O conceito de identificação é determinar características e atributos do objeto de investigação, sendo esses ”atributos”resultantes de abstrações ou de análises estruturais(análise da composição, análise de DNA, entre outras). Transpondo esse conceito para o meio digital, a identificação passaria a atuar de forma a determinar a representação de um conjunto de bits. Ou seja, a identificação no meio digital determinaria se um certo conjunto de bits corresponde a um arquivo de texto ou uma apresentação de slides, por exemplo.

Assim, utilizando o conceito de análise estrutural, no meio digital é possível realizar a identificação de alguns conjuntos de bits. Em sistemas UNIX é possível realizar tal processo através do utilitário file que analisa os cabeçalhos e rodapés dos arquivos. Outras formas de identificação incluem o uso de assinaturas (MD5,SHA-1, entre outras) de arquivos comumente conhecidos.

Finalmente, os meios de identificação ainda são vulneráveis ao uso da esteganografia para ocultar as informações presentes em determinado conjunto de bits. Outro problemas recorrentes são os problemas da quantidade e da complexidade. O problema da quantidade surge devido a grande quantidade de dados gerados que precisam ser analisados, já o problema da complexidade surge nas diversas camadas de abstração que são necessárias para tornar os bits passíves de análise.

Classificação

O conceito de classificação surge para determinar a origem do objeto que está sendo investigado. A forense clássica utiliza a separação em categorias, muitas vezes através da pura observação ou análises técnicas de modo a realizar a separação entre os elementos de uma investigação de acordo com seu objetivo.
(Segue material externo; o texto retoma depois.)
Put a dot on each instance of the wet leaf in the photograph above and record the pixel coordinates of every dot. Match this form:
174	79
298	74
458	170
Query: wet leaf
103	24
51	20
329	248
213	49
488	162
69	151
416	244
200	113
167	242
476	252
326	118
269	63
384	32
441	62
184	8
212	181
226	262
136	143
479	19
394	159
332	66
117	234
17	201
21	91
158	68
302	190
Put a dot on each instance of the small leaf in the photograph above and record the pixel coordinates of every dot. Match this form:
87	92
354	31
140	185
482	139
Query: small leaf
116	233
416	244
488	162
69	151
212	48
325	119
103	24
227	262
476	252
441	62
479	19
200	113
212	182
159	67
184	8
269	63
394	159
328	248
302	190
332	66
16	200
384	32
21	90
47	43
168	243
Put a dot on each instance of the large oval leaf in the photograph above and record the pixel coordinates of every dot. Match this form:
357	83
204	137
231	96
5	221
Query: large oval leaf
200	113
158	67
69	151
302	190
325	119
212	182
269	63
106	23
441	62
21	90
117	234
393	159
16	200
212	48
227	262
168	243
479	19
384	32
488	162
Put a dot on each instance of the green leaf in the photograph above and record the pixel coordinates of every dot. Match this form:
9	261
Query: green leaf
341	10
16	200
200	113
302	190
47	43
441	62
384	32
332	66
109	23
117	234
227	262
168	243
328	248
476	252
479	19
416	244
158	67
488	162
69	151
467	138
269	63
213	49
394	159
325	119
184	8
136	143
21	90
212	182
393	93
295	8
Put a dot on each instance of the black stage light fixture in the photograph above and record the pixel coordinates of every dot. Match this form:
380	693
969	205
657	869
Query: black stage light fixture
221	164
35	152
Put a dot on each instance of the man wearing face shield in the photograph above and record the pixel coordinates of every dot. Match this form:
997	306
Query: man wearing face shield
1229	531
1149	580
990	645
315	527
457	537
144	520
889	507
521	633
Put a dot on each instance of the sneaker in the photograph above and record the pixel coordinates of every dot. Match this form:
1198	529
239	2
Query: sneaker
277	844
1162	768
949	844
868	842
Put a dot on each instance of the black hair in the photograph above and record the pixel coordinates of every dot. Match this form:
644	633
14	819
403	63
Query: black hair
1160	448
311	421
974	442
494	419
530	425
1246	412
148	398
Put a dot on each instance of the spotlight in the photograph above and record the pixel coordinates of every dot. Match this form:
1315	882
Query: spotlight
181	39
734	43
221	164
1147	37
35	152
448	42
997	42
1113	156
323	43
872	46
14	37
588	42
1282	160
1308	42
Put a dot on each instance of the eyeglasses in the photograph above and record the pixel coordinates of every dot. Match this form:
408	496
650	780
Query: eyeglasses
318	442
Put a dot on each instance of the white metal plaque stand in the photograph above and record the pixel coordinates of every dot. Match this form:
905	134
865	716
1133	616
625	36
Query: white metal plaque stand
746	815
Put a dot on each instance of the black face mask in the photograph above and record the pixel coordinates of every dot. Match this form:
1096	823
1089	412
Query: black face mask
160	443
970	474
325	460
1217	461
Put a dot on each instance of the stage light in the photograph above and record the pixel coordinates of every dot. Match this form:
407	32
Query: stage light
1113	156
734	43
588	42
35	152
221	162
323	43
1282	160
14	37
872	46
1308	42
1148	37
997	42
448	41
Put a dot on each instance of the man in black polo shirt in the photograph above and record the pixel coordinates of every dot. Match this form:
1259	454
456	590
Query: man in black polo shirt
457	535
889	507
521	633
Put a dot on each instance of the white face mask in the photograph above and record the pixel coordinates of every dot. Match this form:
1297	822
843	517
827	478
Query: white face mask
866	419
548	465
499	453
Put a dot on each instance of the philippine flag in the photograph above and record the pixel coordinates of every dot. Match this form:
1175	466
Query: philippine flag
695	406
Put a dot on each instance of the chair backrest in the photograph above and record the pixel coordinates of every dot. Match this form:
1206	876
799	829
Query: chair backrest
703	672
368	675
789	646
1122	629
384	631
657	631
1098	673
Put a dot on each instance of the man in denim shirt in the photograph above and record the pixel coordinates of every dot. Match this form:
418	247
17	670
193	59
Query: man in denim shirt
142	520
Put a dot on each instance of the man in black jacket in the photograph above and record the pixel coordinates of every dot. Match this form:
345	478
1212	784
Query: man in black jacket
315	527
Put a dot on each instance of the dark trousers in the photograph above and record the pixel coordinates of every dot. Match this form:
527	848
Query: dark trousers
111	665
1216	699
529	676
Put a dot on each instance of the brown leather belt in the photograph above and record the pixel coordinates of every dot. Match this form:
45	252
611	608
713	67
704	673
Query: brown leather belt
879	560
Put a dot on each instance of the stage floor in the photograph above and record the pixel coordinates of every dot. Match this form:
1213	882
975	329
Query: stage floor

Já no meio digital, a classificação dos dados é feita de maneira a associar os dados a conjuntos, como o hardware, sistemas operacionais, programas entre outros. Diferentes autores sugerem a criação de diferentes níveis de classificação de acordo com o objetivo da investigação e os dados previamente coletados.

Individualização

O conceito de individualização surge de modo que após a classificação, seja possível associar os objetos da investigação a uma fonte única e suas características particulares de uso.

Isso é possível pois cada objeto da investigação passa por processos únicos, aleatórios e incontroláveis de maneira a não permitir a existência de dois objetos idênticos. Esses processos podem ser: manuseio, erosão, desgaste, entre outros.

No caso do meio digital, já é particularmente difícil realizar a individualização dos dados pois os eventos nesse meio são produzidos através de processos determinísticos, onde dificilmente existe uma aleatoriedade no meio. As poucas características onde seria possível realizar a individualização, como a criptografia ou o uso de assinaturas digitais, são pouco difundidas e também não são viáveis quando estão presentes no sistema que está sendo investigado.

Associação

O conceito de associação surge através de deduções sobre o contato entre elementos da investigação. Um exemplo de associação está, por exemplo, na ligação de uma cápsula de projétil encontrada em uma cena de crime com a sua possível arma. Outra associação poderá ser feita a partir da arma responsável pela cápsula de projétil com o seu portador no momento do disparo.

No meio digital, a associação muda pois um usuário não interage diretamente com os dados. O usuário utiliza camadas de abstração, como o teclado, mouse, webcam, entre outros dispositivos e processos para realizar a manipulação de dados. Outro problema ainda pior, é o problema da localidade, já que um usuário pode gerar eventos em um sistema estando em uma localidade diferente deste.

Reconstrução

O conceito de reconstrução surge para lidar com a ordenação dos resultados obtidos anteriormente na tentativa de entender o processo que levou à investigação. Na forense clássica são utilizados conceitos das ciências químicas, físicas e biológicas para determinar a origem dos eventos.

No cenário digital, aparentemente existe uma vantagem pois os programas limitam quais tipos de eventos poderiam ser gerados em determinado sistema, mas a volatilidade dos dados muitas vezes podem gerar imprecisão nos resultados. Novamente, como foi apresentado anteriormente, temos o problema da quantidade de dados gerados e da complexibilidade da interpretação deles.